Catherine Deneuve en pilier de ce drame
Seule ombre au tableau : la dentition postiche d'une Sara Forestier qui menace à chacune de ses apparitions de grignoter le dispositif réaliste et documentaire de Bercot et dont la performance quasi-grotesque, à des années-lumière de "L'Esquive" ou de "Suzanne" (que "la Tête haute" n'est pas sans rappeler) confère au film un aspect "cour des miracles" tantôt risible, tantôt bienvenu.

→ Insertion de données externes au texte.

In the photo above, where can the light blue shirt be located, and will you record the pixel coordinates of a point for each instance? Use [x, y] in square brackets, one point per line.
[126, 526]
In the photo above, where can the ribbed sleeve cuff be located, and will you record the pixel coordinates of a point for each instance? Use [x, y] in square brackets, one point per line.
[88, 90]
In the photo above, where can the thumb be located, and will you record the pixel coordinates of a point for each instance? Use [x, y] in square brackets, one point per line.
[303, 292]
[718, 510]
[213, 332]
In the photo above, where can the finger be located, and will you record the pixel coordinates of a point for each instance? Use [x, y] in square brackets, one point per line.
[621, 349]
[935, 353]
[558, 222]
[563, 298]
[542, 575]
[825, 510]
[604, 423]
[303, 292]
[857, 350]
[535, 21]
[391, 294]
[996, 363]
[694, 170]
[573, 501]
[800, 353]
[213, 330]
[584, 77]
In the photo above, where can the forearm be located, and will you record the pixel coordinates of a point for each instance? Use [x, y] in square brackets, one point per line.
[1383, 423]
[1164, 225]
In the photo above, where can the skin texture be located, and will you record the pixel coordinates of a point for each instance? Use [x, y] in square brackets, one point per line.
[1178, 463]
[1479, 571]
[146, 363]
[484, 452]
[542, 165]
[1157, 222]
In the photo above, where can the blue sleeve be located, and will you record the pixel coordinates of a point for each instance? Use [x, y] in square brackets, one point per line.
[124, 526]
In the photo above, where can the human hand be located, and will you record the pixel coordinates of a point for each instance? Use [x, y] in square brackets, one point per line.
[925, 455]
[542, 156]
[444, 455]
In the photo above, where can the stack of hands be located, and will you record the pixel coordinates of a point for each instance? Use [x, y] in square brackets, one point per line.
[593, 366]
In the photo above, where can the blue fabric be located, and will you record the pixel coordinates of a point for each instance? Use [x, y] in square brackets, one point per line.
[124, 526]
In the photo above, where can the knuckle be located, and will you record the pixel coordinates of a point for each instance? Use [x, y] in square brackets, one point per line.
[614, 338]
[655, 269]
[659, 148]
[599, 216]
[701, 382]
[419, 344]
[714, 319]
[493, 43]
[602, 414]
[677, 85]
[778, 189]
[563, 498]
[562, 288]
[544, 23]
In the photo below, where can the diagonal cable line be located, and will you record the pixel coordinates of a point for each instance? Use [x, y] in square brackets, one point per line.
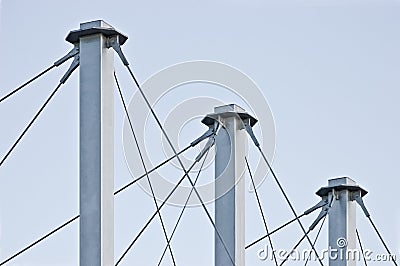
[76, 217]
[154, 215]
[316, 238]
[145, 168]
[58, 63]
[26, 83]
[294, 248]
[257, 144]
[278, 229]
[362, 249]
[179, 160]
[290, 204]
[39, 240]
[30, 124]
[184, 207]
[273, 232]
[261, 211]
[150, 171]
[392, 257]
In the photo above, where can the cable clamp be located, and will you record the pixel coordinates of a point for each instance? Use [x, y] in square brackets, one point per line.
[71, 68]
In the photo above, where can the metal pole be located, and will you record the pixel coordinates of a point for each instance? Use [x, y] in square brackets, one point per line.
[342, 220]
[96, 151]
[231, 143]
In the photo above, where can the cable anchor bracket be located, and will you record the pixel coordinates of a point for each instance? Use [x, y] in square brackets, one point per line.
[114, 42]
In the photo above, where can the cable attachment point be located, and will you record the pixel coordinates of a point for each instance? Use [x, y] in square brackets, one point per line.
[71, 54]
[210, 134]
[114, 43]
[211, 131]
[71, 68]
[356, 195]
[326, 206]
[250, 131]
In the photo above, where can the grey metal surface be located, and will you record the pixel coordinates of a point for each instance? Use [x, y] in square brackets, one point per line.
[96, 159]
[342, 221]
[229, 173]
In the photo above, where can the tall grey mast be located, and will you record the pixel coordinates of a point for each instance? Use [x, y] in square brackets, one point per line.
[230, 144]
[96, 146]
[342, 220]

Deneuve quant à elle, impériale et bienveillante en pilier de ce drame social, introduit sans coup férir l'émotion dans le champ. On ne l'avait jamais vue dans un rôle aussi socialement impliqué. Alors que la Betty d'"Elle s'en va" délaissait ses occupations professionnelles et prenait la clé des champs, la Catherine Deneuve de "La tête haute" est bel et bien là pour Malony. Et même "belle et bien là", pour reprendre le titre d'un documentaire qui lui a été consacré, parfaitement à sa place dans un cinéma naturaliste français qui n'a que trop longtemps boudé l'égérie du plus enchanteur des cinéastes, Jacques Demy.